Just put it on the scale 74lbs as in picture


----------



## Inner10 (Mar 12, 2009)

Jswills76 said:


> Just put it on the scale 74lbs as in picture


Screw that...


----------



## m1911 (Feb 24, 2009)

Jswills76 said:


> Just put it on the scale 74lbs as in picture


ouch...my back hurts just looking at it! :blink:


----------



## Delirious (Jan 27, 2014)

~50 lbs... and getting heavier every day. Still got a few pockets open and could lose a few of the bit boxes (redundancy...), but what space I gain will quickley be filled. Muahahaha!
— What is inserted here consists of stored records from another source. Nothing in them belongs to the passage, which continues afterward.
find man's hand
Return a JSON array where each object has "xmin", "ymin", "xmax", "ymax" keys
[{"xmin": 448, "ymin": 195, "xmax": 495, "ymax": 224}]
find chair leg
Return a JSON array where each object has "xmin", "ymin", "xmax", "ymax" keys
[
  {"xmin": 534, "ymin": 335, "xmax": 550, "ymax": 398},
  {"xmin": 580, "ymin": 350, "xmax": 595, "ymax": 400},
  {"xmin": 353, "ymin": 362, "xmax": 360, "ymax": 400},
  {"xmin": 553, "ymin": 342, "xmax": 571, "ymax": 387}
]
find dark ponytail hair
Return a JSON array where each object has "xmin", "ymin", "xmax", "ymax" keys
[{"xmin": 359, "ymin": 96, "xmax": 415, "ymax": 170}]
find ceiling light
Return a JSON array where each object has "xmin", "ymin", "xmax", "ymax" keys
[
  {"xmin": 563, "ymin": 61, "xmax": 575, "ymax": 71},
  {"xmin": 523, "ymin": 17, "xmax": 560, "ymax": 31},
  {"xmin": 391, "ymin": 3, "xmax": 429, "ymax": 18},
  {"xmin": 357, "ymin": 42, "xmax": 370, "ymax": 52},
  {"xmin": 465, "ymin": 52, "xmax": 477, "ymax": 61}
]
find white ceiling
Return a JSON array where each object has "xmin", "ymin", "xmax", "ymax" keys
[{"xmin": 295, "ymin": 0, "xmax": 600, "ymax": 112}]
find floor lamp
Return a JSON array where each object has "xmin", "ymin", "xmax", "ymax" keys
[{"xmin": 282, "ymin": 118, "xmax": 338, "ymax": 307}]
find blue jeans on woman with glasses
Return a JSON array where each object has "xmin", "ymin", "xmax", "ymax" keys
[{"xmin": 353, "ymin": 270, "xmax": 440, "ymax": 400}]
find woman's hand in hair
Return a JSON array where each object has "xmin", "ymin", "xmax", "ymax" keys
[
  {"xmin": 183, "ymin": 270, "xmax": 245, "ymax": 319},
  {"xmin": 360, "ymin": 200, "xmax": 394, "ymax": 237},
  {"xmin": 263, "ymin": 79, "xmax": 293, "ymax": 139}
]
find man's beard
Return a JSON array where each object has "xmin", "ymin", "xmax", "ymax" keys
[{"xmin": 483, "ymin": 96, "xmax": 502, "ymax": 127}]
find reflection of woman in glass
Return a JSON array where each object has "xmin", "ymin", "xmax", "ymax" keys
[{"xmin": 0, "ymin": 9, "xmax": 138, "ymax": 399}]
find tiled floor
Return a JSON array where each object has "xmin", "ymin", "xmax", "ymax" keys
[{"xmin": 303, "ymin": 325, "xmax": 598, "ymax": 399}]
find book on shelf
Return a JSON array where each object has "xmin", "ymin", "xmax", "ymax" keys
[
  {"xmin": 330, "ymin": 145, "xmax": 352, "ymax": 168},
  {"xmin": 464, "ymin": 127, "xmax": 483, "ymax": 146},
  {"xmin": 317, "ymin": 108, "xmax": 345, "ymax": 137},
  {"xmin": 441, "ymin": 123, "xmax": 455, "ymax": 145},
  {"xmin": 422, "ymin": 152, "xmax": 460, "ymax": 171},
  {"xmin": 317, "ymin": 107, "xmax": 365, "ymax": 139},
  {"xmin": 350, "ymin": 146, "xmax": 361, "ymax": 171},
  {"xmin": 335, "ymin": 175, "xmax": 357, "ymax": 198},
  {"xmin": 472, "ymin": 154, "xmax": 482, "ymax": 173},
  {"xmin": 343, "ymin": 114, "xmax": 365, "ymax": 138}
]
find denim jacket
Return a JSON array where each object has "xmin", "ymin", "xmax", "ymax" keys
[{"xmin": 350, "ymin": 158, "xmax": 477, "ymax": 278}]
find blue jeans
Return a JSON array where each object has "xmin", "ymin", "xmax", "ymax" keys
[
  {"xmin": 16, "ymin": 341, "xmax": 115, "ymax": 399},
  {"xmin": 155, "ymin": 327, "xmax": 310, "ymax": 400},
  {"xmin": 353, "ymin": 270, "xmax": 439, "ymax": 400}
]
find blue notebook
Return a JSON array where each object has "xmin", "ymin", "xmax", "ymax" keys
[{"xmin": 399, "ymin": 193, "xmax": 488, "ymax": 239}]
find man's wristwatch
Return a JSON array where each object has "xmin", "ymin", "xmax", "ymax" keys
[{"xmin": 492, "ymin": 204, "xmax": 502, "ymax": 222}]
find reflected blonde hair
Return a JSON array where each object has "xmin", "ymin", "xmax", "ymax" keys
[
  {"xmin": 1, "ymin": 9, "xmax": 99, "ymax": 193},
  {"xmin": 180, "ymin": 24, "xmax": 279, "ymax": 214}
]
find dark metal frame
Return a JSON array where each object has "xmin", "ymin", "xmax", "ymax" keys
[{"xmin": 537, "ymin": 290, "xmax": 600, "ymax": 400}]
Just wish this model had a shoulder strap.


----------



## MJconstruction (Jun 17, 2013)

Jswills76 said:


> Just put it on the scale 74lbs as in picture


ooch can't imagine taking that out for every job.


----------



## Jswills76 (Nov 12, 2012)

Yea it can be a pain. But most my work is commercial and my van is a hike. I use carts for everything most of the time.


----------



## Delirious (Jan 27, 2014)

It is nice to imagine you have everything you need when on the 3rd floor of a building with incredibly narrow/steep stairs, 3 blocks up the street from where you parked your truck...

But you never do...


----------